What is salary benchmarking?
Salary benchmarking is a process that gives a complete breakdown of the compensation package allowing companies to compare salary and benefits available within specific sectors and named companies. It is a much more exact science, much more focused and detailed process than a traditional salary survey.
The information that companies obtain from salary benchmarking
A list of companies sorted as follows:
|#||Pos.||size||sector||basic salary||cash bonus||share bonus||long term incentive plan (LTIPs)||pension|
How to get this information?
The majority of companies list these information within the annual reports and publish it for the public. But, for companies to obtain the meaningful results, they will have to search in large volumes of these reports, not to mention that it will be hard to analyze the data. It is a common procedure for companies to hire a third party, such as Bakkah Inc., to carry out this work and therefore save a lot of time and effort.
Why is salary benchmark considered important for companies?

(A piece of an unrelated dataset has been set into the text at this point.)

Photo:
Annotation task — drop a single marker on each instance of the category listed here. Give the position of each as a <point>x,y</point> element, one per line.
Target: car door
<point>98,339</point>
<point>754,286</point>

- Reduce the risk of losing top executives as a result of better offers paid by competitors.
- To prove to their shareholders in black and white that their senior staff provide value for money.
- These then give a clear indication of how their directors’ pay compares with the market.
- To see what other companies in your region are paying, which can aid both recruitment and retention.
- It helps to maintain your company’s reputation.
6 Steps to Create a Salary Benchmarking
- Do job descriptions. You should have job descriptions for everyone in your organization. They will be essential for matching skills, responsibilities and experience to each job position, since you can’t count on salary benchmarking surveys to use the same job titles that you do.
- Plan. Start building the salary benchmarking plan.
- Determine the purpose. Salary reviews? Is there a team that the organization may be over‐ or under‐ paying? Are you losing top performing employees or struggling to recruit fresh talent into a particular area of the business?
- Establish the goals. For example, to reduce management pay by 10 % in the next 18 months. Or establish a 5 % pay increase for key players that can stave off a retention issue you’re having. You will use these goals later to measure your project’s success.
- Outline your approximate budget and resources needs.Normally, there are two major costs to conducting a market study – salary benchmarking data and HR consultant time. If you plan to do the study in-house, you’ll only need to budget for benchmark survey data. If you choose to use outsourcing, don’t forget to add HR consulting fees into your budget, and understand what’s included upfront. So, take time to find out what the outside research will cost and if you need to include internal time, or consulting fees.
- Craft a timeline.Having your goals in mind, you can now create a timeline for your salary benchmarking project. If you’re a company with high employee turnover, you may need a shorter timeline so that you can perform an external market study once a year. If you’re hiring less frequently, you can likely complete a study every 18-24 months.